At the moment, as far as I'm aware, Britain does significantly less than many other European countries (to say nothing of countries closer to areas where large numbers of refugees come from), and Cameron etc would like us to pull the shutters down or the drawbridge up so we do even less.

As I've mentioned earlier in this thread, it would make sense for Europe to have some sort of co-ordinated system for helping those refugees who do arrive here, so that people can claim asylum anywhere in the EU and be resettled in a way which attempts to match their links to particular countries with sharing the numbers equitably around the various host countries.

We could go even further to a position where countries, like Britain unfortunately, who have the greatest responsibility for causing the problems which lead people to be refugees, take the greatest responsibility for accepting, resettling and helping them, but we're so far away from that situation at the moment that I fear that's simply pie in the sky.
 
I don't think this chart has been on here before, showing how the UK compares with other EU countries in accepting asylum claims.
CLgqPDRWsAEzGuL.jpg


FFS, Luxembourg accepted more last year than we did.

Image from Press Association tweet.

Worth pointing out that those are numbers per million population, not absolute numbers.

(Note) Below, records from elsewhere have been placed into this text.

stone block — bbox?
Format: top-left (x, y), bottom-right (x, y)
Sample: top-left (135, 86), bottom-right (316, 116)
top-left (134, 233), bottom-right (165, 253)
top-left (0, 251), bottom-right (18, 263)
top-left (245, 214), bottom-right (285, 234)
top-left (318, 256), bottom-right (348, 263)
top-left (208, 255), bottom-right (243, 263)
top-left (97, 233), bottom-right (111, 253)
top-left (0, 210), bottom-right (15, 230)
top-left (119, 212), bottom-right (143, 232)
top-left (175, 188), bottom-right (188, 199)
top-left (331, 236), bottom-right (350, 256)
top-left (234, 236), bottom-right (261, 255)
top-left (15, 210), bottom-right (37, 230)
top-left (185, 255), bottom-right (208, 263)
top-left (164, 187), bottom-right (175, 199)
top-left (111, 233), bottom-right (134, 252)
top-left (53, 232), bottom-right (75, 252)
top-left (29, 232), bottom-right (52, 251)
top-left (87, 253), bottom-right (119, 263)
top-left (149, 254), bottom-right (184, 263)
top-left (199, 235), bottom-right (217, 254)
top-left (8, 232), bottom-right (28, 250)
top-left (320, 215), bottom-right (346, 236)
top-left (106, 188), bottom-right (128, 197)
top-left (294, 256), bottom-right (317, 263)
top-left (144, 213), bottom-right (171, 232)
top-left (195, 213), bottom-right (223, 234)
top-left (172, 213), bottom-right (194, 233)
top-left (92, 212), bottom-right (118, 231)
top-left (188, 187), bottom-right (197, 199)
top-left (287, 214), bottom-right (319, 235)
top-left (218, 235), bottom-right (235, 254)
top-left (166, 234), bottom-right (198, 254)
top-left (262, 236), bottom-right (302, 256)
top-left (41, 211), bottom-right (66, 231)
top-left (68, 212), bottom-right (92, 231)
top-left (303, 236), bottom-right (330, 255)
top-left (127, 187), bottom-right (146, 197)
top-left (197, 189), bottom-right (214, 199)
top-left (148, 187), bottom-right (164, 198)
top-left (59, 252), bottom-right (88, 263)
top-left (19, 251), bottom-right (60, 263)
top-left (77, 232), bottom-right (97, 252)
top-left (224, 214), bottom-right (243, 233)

They're also just the top 15, ordered by number who have claimed asylum not by number accepted. There are other EU countries not on that list because they have proportionally fewer claiming asylum, for whatever reason.
 
Worthy of consideration; Hardt & Negri's ["Empire" 2000 (p213)] take on the old "push-pull" theory of migration...
Today the mobility of labor power and migratory movements is extraordinarily diffuse and difficult to grasp. Even the most significant population movements of modernity (including the black and white Atlantic migrations) constitute lilliputian events with respect to the enormous population transfers of our times. A specter haunts the world and it is the specter of migration. All the powers of the old world are allied in a merciless operation against it, but the movement is irresistible. Along with the flight from the so called Third World there are flows of political refugees and transfers of intellectual labor power, in addition to the massive movements of the agricultural, manufacturing, and service proletariat. The legal and documented movements are dwarfed by clandestine migrations: the borders of national sovereignty are sieves, and every attempt at complete regulation runs up against violent pressure. Economists attempt to explain this phenomenon by presenting their equations and models, which even if they were complete would not explain that irrepressible desire for free movement. In effect, what pushes from behind is, negatively, desertion from the miserable cultural and material conditions of imperial reproduction; but positively, what pulls forward is the wealth of desire and the accumulation of expressive and productive capacities that the processes ofglobalization have determined in the consciousness of every individual and social group—and thus a certain hope. Desertion and exodus are a powerful form of class struggle within and against imperial postmodernity. This mobility, however, still constitutes a spontaneous level ofstruggle, and, as we noted earlier, it most often leads today to a new rootless condition of poverty and misery.